A few minutes later I went to St. Joseph's seminary. If I could count the tears that I had wept in the morning and in the morning, it would be more than all those poured out since Adam and Eve. but it is good to be emphatic, again and again, to compensate for this scrupulousness of accuracy that afflicts me. However, if I follow only the memory of sensation, I am not far from the truth; at fifteen years, everything is infinite. Really, however prepared I was, I suffered a lot. My mother also suffered, but she suffered with her heart and soul; Father Cabral had found a middle ground, to experience my vocation; if at the end of two years I did not reveal an ecclesiastical vocation, I would follow another career.

-The promises must be fulfilled as God wills. Suppose our Lord denies his son a disposition, and that the custom of the seminary does not give him the taste he gave me, it is that the divine will is another. You could not put in your son, before he was born, a vocation that Our Lord refused you ...

It was a priest's grant. I gave my mother an early pardon, making the debt relief come from the creditor. Her eyes flashed, but Bocca said no. Jose Dias, having failed to go with me to Europe, clung to the nearest, and supported the "prowess of Mr. protonotario"; it only seemed to him that a year was enough.

"I am certain," he said, winking at me, "that within a year the ecclesiastical vocation of our Bentinho is manifest and decisive. You must give a priest a full hand. Also if it does not come in a year ...

And to me, later, in particular:

"Go for a year; a year passes quickly. If you do not like it, God does not want it, as the priest says, and in this case, my friend, Europe is the best remedy.

Capitú gave me the same advice, when my mother announced his definitive trip to the seminary:

"My daughter, you're going to lose your growing partner ..."

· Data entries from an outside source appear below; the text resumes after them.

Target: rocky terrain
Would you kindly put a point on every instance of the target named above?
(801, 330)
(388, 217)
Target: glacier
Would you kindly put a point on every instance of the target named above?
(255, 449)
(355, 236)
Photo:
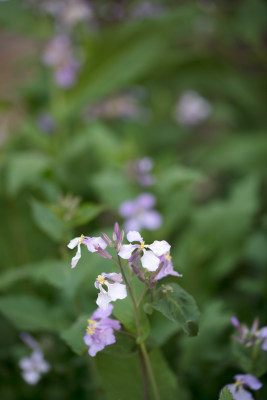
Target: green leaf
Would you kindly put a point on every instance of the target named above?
(32, 313)
(122, 377)
(24, 169)
(73, 336)
(178, 306)
(47, 221)
(226, 395)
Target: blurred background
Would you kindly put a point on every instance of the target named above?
(100, 102)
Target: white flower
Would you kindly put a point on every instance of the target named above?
(150, 259)
(114, 289)
(92, 244)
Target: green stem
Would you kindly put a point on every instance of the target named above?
(150, 371)
(143, 353)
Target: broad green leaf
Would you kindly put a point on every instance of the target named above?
(226, 395)
(73, 336)
(47, 221)
(32, 313)
(178, 306)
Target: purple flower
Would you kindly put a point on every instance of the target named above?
(191, 108)
(150, 259)
(100, 330)
(165, 268)
(139, 213)
(238, 388)
(110, 288)
(252, 336)
(35, 365)
(94, 244)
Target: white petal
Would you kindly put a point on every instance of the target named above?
(134, 236)
(117, 291)
(160, 247)
(77, 257)
(126, 251)
(150, 261)
(73, 243)
(103, 300)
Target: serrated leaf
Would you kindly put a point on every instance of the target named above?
(178, 306)
(226, 395)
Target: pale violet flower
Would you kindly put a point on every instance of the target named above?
(192, 108)
(242, 381)
(139, 213)
(151, 252)
(93, 244)
(110, 288)
(100, 330)
(165, 268)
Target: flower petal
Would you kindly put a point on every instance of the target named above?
(126, 251)
(150, 261)
(134, 236)
(159, 247)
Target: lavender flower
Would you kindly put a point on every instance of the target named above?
(191, 108)
(110, 288)
(93, 244)
(238, 388)
(252, 336)
(150, 259)
(100, 330)
(35, 365)
(139, 213)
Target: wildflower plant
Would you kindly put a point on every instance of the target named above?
(139, 269)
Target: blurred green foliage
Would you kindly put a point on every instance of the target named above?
(210, 186)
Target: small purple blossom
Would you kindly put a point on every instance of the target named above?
(35, 365)
(252, 336)
(93, 244)
(110, 289)
(191, 108)
(100, 330)
(150, 259)
(139, 213)
(238, 388)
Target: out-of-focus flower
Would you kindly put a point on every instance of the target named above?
(252, 336)
(139, 213)
(46, 123)
(100, 330)
(192, 108)
(150, 259)
(111, 289)
(165, 268)
(238, 388)
(35, 365)
(93, 244)
(58, 54)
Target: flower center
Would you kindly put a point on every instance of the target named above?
(81, 239)
(91, 326)
(101, 279)
(168, 257)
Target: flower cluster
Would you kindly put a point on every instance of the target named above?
(252, 336)
(35, 365)
(150, 262)
(238, 389)
(139, 213)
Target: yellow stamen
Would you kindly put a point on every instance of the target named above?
(81, 239)
(91, 326)
(142, 245)
(168, 256)
(101, 279)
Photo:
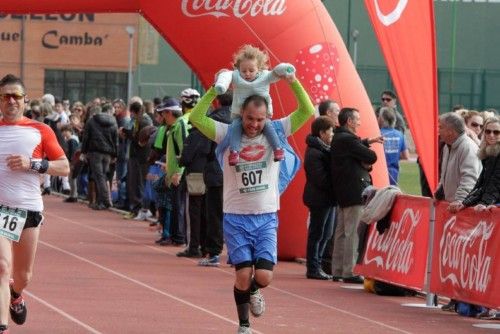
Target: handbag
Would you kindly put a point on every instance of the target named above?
(195, 183)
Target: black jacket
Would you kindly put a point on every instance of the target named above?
(212, 174)
(487, 188)
(351, 159)
(100, 135)
(318, 188)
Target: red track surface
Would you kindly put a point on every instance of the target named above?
(98, 273)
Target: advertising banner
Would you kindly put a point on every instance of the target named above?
(399, 255)
(465, 261)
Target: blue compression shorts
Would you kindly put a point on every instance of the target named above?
(251, 237)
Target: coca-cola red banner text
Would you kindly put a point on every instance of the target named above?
(405, 31)
(399, 256)
(465, 259)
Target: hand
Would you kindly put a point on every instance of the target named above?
(379, 140)
(18, 162)
(176, 179)
(455, 206)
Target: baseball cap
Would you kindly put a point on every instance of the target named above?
(169, 104)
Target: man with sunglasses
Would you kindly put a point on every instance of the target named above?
(389, 99)
(29, 148)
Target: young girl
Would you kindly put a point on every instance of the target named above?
(251, 77)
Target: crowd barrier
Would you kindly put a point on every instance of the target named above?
(430, 250)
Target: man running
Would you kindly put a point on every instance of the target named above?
(251, 194)
(29, 148)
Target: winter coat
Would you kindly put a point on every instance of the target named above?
(195, 152)
(487, 188)
(318, 187)
(351, 159)
(101, 135)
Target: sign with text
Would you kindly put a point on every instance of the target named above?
(399, 255)
(464, 260)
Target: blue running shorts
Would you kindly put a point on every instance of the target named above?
(251, 237)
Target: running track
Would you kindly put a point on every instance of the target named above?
(98, 273)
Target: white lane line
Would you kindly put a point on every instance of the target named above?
(144, 285)
(61, 312)
(231, 273)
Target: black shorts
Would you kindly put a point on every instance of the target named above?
(33, 219)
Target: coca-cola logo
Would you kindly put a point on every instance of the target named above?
(462, 255)
(236, 8)
(393, 250)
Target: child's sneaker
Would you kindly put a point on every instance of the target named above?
(18, 310)
(223, 82)
(234, 158)
(257, 303)
(279, 154)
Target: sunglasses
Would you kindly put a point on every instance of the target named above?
(15, 96)
(489, 132)
(475, 125)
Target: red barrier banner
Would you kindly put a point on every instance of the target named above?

She treated her daughter so well (it was the first time my mother had given it to her) that she did not even have time to be sad; kissed his hand, and told him that I already knew it by myself. In particular he encouraged me to support everything with patience; at the end of a year things would be changed, and a year would go by quickly. It was not yet our farewell; This was done in the evening, in a way that asks for a special chapter. The only thing I say here is that, while we were holding each other, she would arrest my mother, become more assiduous and tender, live by her, with her eyes on her. My mother was naturally sympathic, and even sensitive; it hurt as much as it pleased any thing. He found in Capitú a lot of new graces, of rare and fine gifts; gave him a ring of his and some gallantry. He did not consent to photograph himself, as the girl asked him, to give him a portrait; but he had a miniature, done at the age of twenty-five, and after some hesitation he decided to give it to him. The eyes of Capitú, when he received the mime, do not describe themselves; they were not oblique, not hungry, they were right, clear, lucid. He kissed the portrait with passion, my mother did the same thing to her. All this reminds me of our farewell.